Instead of making home made soup for him, I combined two large cambell soup beef and veg soup plus a can of tomato soup to get it to more of a tomato base which he loved. So, that was very easy, and he loved it.
Sandwiches and chips are great and also some peach flavored tea is something differnt to take.
I served him everything in paper bowls, with plastic spoons and plenty of napkins.
That way, no mess, no clean up…just throw in trash.
A big favorite is brownies. I buy Betty Crocker Brownies for around 2.25 per box.
Easy mix, put in 9X13 pan and bake. I cut them hot which makes no less than 24. and put on a plastic plate and cover with foil. Chocolate is super for grieving and for recovering.

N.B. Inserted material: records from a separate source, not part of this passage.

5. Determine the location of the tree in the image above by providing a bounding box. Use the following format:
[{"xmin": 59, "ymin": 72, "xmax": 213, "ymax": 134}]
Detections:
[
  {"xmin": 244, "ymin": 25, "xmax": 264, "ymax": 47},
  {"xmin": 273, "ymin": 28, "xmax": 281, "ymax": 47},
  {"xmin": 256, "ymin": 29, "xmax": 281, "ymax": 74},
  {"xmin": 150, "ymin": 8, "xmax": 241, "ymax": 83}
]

Keep it simple…preferrably easy finger food, and easy salads.
Easy slaw: one pkg of shredded slaw, dressing: vinegar, sugar, mayo mixed and it you really want to make it great…put in some of the Kraft Sandwich spread.
Another easy throw together salad: black beans, navy beans, frozen corn, cut up red onion, green, yellow, red/ orange peppers for crunch. Make an easy vinegrette: red wine vinegar, honey, olive oil, salt, mix…marinate and it gets better the more it is left in the referator for days. Take paper plates and plastic forks…throw away…
I hope this is easy and helps you.
I’m with Huerta88 on this one - this isn’t time to reinvent the wheel. There are reasons why casseroles appear during these times.
A few thoughts:
- If they don’t cook, make sure whatever you take is already cooked and just needs reheating
- Use disposable dishes to take things over, or semi-disposable, They’ll be getting lots of things brought over. If they don’t have to keep track of which baking dish is yours, that’s one less thing they have to worry about.
- If you’re really set on taking something less casserole-ish but which still has some of the advantages of a casserole, some ideas could be: a vat of pulled pork and a bag of buns ; pot roast ; curried chicken salad and fancy rolls ; chili and cornbread ; corn chowder. Snacky things: deviled eggs ; pigs in blankets ; cookies.
When my brother died, our friend brought over a large tray of sandwich meat, various kinds, and slices of cheese, so we could make our own sandwiches. The guy that brought it went even higher in my book…
Another brought KFC.
Also, at another funerary event, somebody brought a rum cake. A thousand times better than the ordinary kind of cake!
Another time, somebody had spaghetti in one container, and the sauce in the other. Again, their stock with me went way up…
Easily impressed, i guess.
Bucket o’ chicken. We joke that that should just be called the funeral bucket at KFC. Casseroles are always good, we call them “disasteroles.” cake, pie, cookies,jello salad, anything that holds well and can be reheated if it is meant to be a hot food. Remember, your friends are also probably feeding out-of-town extended family as well as themselves.
In addition to putting the food in a disposable dish, send along some paper plates, napkins, and disposable eating utensils. Nobody is going to feel like doing dishes either.
A canned ham can be eaten cold or reheated. My mother makes a jello salad with fruit in it. Maybe bring a bag of premixed salad or one of baby carrots?